Even my writing has been at a minimum (although I am on schedule). Writing usually slows up in months directly preceding a new release anyway. I am limiting my signings for A New Kind of Bliss to four: One in downtown Chicago, one in a South Chicago suburb, one in Zion, Illinois, and one in Milwaukee. I think I set up four in previous years, but I'm eliminating two sites where I sold less than 15 books (Merrillville, Indiana and the 95th Street Borders in Chicago) as not being worth the drive. I'm perfectly content to lounge in the Jacuzzi, covered with bubbles and oblivious to the frigid weather outside, my tub rack holding a glass of wine, a razor and a Ped Egg, and somebody else's book in my hand.
I was tickled when a co-worker commented on how much reading I do.
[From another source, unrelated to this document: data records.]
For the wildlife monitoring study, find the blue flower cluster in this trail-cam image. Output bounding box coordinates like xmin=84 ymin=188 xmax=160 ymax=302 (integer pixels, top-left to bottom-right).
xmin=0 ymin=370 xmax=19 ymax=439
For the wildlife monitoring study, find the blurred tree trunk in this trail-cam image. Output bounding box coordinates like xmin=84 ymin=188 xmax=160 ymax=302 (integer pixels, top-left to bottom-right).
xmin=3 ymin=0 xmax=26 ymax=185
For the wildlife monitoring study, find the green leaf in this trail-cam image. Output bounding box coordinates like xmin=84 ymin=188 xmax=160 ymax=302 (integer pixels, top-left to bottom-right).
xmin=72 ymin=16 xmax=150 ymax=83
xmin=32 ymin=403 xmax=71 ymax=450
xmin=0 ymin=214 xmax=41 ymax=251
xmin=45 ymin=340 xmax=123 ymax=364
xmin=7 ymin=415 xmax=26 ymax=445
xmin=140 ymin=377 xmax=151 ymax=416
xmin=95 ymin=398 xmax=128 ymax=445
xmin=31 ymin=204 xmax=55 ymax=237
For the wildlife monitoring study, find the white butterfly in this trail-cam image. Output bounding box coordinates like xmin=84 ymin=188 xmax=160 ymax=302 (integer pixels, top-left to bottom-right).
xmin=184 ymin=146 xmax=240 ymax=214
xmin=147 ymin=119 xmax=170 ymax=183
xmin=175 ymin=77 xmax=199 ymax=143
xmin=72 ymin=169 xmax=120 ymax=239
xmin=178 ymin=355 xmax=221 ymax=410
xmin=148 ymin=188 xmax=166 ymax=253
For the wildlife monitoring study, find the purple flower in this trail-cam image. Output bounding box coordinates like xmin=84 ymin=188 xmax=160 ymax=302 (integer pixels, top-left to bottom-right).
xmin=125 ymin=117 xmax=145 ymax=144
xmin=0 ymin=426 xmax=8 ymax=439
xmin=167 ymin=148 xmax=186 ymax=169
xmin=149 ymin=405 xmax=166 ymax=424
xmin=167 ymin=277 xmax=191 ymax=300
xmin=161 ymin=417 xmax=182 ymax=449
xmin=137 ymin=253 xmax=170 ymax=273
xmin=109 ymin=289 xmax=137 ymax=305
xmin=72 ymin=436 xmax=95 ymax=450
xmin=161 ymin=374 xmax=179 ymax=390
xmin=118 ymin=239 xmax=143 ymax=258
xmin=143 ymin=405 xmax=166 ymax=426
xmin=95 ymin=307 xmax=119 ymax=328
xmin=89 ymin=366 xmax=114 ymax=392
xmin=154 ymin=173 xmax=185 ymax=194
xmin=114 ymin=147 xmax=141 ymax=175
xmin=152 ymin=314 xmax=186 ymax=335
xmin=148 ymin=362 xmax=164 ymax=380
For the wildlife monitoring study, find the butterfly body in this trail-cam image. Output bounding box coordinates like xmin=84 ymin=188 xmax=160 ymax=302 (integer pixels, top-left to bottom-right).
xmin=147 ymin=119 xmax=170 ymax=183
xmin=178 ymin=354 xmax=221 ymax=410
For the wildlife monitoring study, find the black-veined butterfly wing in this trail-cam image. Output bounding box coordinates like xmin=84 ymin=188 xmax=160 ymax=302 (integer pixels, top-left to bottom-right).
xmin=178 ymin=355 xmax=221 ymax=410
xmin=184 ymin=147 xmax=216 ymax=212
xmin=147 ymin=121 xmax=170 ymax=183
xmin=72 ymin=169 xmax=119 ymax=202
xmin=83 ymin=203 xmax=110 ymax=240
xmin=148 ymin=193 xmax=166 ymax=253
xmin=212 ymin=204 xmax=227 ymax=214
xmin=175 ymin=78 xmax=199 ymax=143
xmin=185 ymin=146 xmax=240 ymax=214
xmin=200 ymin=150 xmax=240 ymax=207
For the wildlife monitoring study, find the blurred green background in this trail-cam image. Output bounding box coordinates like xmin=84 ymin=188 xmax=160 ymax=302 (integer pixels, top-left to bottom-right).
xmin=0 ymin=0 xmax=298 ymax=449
I think I've read four books so far this year, which is probably the same number I read all year in 2008. I've forgotten how much joy there is to be had in reading a good book. I still don't spend large amounts of time reading - it is, after all, March already and I'm only on my fourth book. But I'm also indulging my domestic side in the kitchen. Last week I made a scrumptious shrimp and crabmeat bisque that warmed us up on cold days. Just last night I fixed a pecan-crusted walleye filet (I do like to cook some nice dishes on the weekends and my day so my husband has something good to eat those days I'm at work). I've baked muffins, and I can whip up homemade biscuits in about ten minutes (I timed myself yesterday, and preparing dinner took about an hour). I'm exercising regularly, too, either on the treadmill, with a DVD, or a combination of both and some good old-fashioned bends and crunches.
Speaking of health, I'm getting caught up on that today, too. Scheduled all my checkups and labs.
Other things are coming together, too. We finally reached a settlement with the moving company for lost (more like "stolen;" how the hell do you lose an unboxed exercise stepper?) and the Illinois people finally unraveled the mess they made with our car title, which can now be moved to Wisconsin.
I think a large part of my attitude is my change in living conditions. For two years we were terribly cramped in an apartment with one bedroom and one bathroom (which we used to knock each other over trying to get to after coming home from long drives). Living amid a lot of clutter can (and did!) get depressing after a while.
If I followed the Chinese calendar, this would be the Year of the Bettye. The more I relax, the more likely it seems that everything will get done.
What about you? Are you indulging yourself, not with expensive activities but with the little things?